After the Matildas lost their opening game of the group stage 3-1 to USA, Stajcic made three changes to the starting side for the match with Nigeria, which the Matildas won 2-0.
He kept the same starting XI for the 1-1 draw with Sweden, a result that guaranteed Australia a place in the round of 16, and then made two changes for the game against Brazil.
The Matildas won that game 1-0, but from the way Stajcic is talking no-one can rest easy and expert automatic selection.
"The bulk of the starting line-up has been fairly similar throughout the tournament, but I've made a couple of changes here and there," Stajcic said.
"The players have had a massive workload - four international matches in 13 days - so trying to keep fresh the key players in positions where they do a lot of running has always been in the back of my mind.

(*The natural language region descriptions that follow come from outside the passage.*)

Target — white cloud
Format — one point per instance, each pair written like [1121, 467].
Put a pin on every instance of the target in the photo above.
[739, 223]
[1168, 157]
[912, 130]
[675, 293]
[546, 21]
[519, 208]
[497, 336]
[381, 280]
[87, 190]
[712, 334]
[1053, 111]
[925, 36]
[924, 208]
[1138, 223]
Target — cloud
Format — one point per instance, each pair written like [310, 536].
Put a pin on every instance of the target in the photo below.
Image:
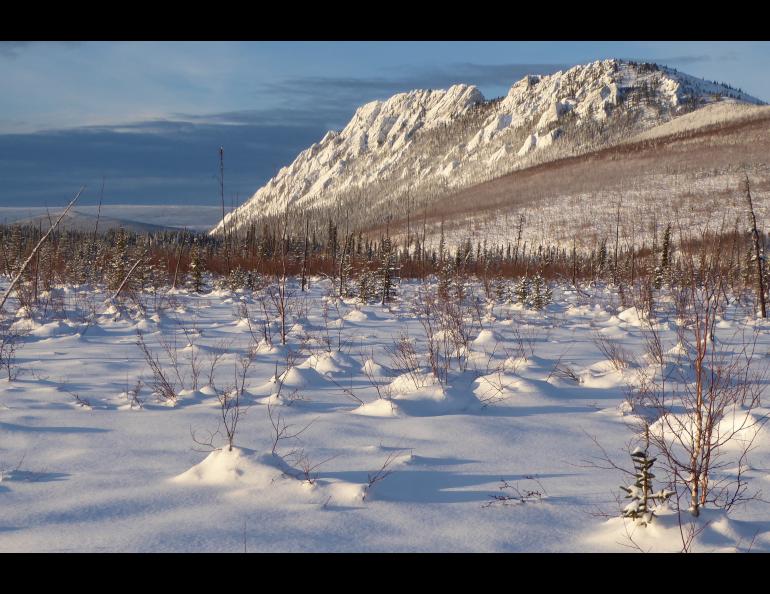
[333, 89]
[156, 162]
[691, 59]
[174, 159]
[14, 49]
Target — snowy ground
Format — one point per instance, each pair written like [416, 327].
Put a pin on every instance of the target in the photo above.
[103, 475]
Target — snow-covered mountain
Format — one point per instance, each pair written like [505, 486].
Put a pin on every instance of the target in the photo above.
[424, 145]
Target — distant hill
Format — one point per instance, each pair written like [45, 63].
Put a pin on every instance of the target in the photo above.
[134, 216]
[79, 221]
[419, 148]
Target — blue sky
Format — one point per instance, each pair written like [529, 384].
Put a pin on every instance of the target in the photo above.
[149, 116]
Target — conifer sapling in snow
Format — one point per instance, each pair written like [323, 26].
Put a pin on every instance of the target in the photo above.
[640, 492]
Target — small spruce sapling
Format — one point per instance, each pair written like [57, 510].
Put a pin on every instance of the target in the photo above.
[640, 492]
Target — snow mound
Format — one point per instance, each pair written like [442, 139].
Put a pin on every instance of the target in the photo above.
[378, 408]
[231, 467]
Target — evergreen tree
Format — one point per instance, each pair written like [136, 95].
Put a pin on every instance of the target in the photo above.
[386, 270]
[522, 291]
[197, 266]
[640, 492]
[119, 266]
[541, 292]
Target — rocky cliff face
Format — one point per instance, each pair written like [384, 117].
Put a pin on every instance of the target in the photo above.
[426, 144]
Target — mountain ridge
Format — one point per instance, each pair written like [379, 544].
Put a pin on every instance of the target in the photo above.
[428, 143]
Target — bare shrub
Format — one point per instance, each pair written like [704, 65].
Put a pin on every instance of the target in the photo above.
[163, 387]
[282, 431]
[613, 351]
[383, 472]
[10, 340]
[404, 356]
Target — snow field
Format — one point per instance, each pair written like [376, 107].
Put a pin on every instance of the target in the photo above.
[386, 458]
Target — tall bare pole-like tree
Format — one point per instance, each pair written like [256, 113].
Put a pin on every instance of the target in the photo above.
[29, 259]
[759, 255]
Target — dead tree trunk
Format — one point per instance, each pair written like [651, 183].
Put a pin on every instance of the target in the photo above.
[18, 276]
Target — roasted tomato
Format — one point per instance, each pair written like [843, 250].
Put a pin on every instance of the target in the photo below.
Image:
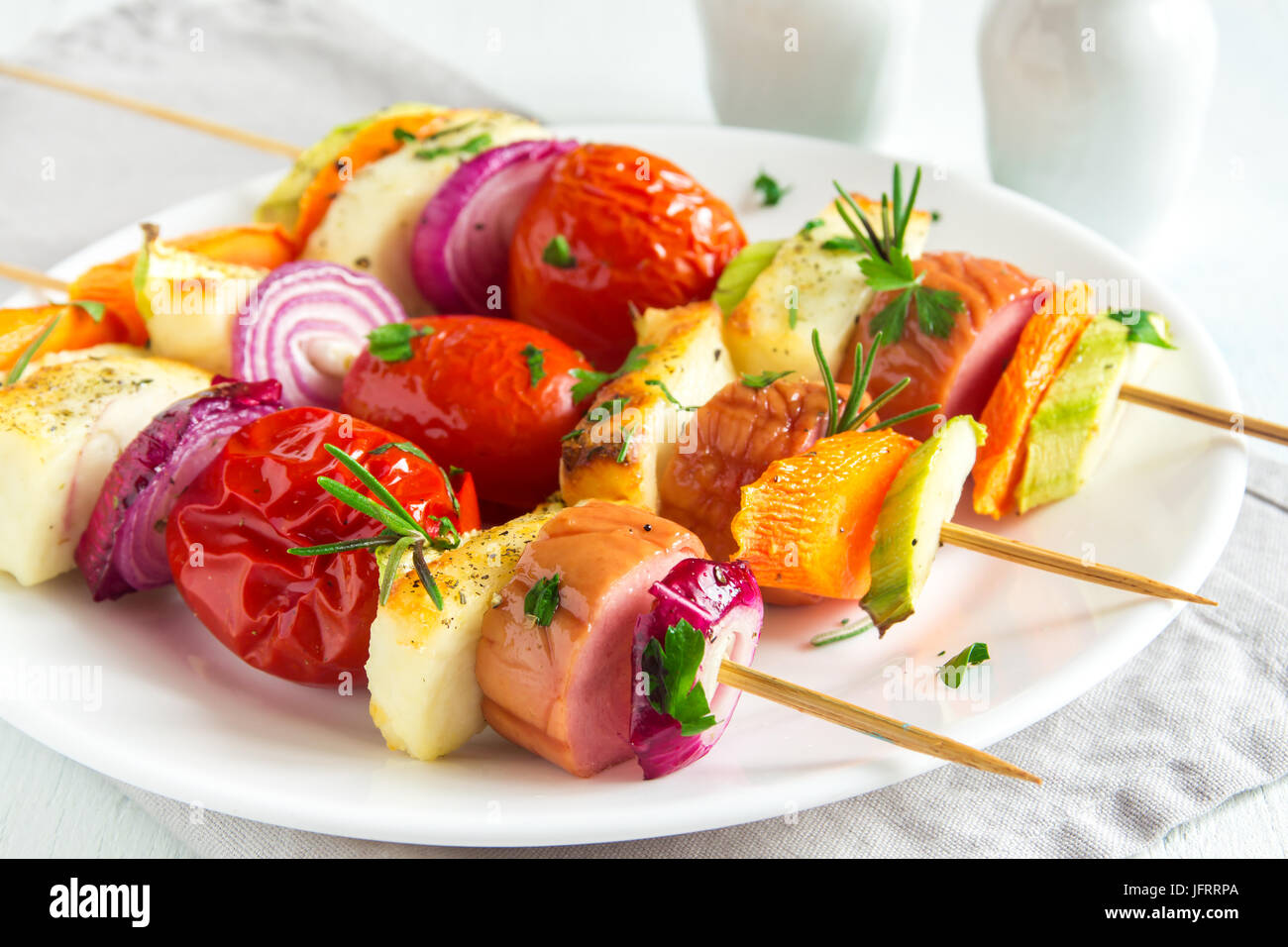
[610, 227]
[485, 394]
[308, 617]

"We do have a squad with good depth and there are players who haven't played many minutes or any minutes at all here who are good enough to take anyone's place, so that's the comfort we take from having the good preparation for the tournament that we had."
The most striking changes Stajcic made were when he left Katrina Gorry and Kyah Simon out of the starting side for the game against Brazil, replacing them with Tameka Butt and Michelle Heyman, and then sent Gorry and Simon on for Butt and Heyman during the second half.
It proved a master-stroke, with Gorry helping to set up the only goal of the match and Simon scoring it.
Asked if the plan all along had been to see Brazil off with his starters before looking to land the killer blow with his substitutes, Stajcic replied: "It was sort of the plan and it came off, but in football you can make a plan and sometimes it makes you look good and sometimes not, so I wouldn't over-play that it was exactly what we wanted to do. But it was one of the reasons we made those changes.
"'Mini' (Gorry) had played a lot of football in the first three games - and in midfield, where you do a massive amount of running that takes a toll - so bringing her on fresh was good.
"And Kyah, still coming off her knee injury from last year, had started two games in a row and was a little bit flatter after the Sweden game than after the game before against Nigeria.
"I'm always mindful of keeping players in key roles as fresh and as sharp as they can be - especially in those key attacking roles, where if you lose that one metre of sharpness you become way less effective.
"My confidence is in the entire team and they've all got slightly different qualities, you know.
"Michelle Heyman or Kyah Simon up front, they both give us almost equal value but they've got different qualities they bring to the team. Michelle's work-rate is probably a touch higher than Kyah's, but Kyah probably injects herself into the game a touch differently to Michelle.
"At the end of the day it's equal value, what they do, but they go about their business differently. That's the confidence I have in the team.
"'Tammy' (Butt), I knew with her work-rate I could throw her in there and the team wouldn't lose anything."
The six-day gap between games heading into the clash with Japan is the longest the Matildas have had during this event.
Stajcic said he was sure he would know which players were the right ones to start with as a result of what he had seen in the games and at training.
"When you're standing there pitch-side at the game, you can see when a player's work-rate drops off and they start to lose concentration," he said.
"This game is going to be played in 31-degree heat, so people need to have their petrol tank as close to 100 per cent as it can be.
"I think we're pretty fit at the moment. I think we've gotten fitter throughout the tournament. It's a young team and all those high-level games have added a fitness and performance edge to our team, so I'm actually really confident about our team from a physical point of view."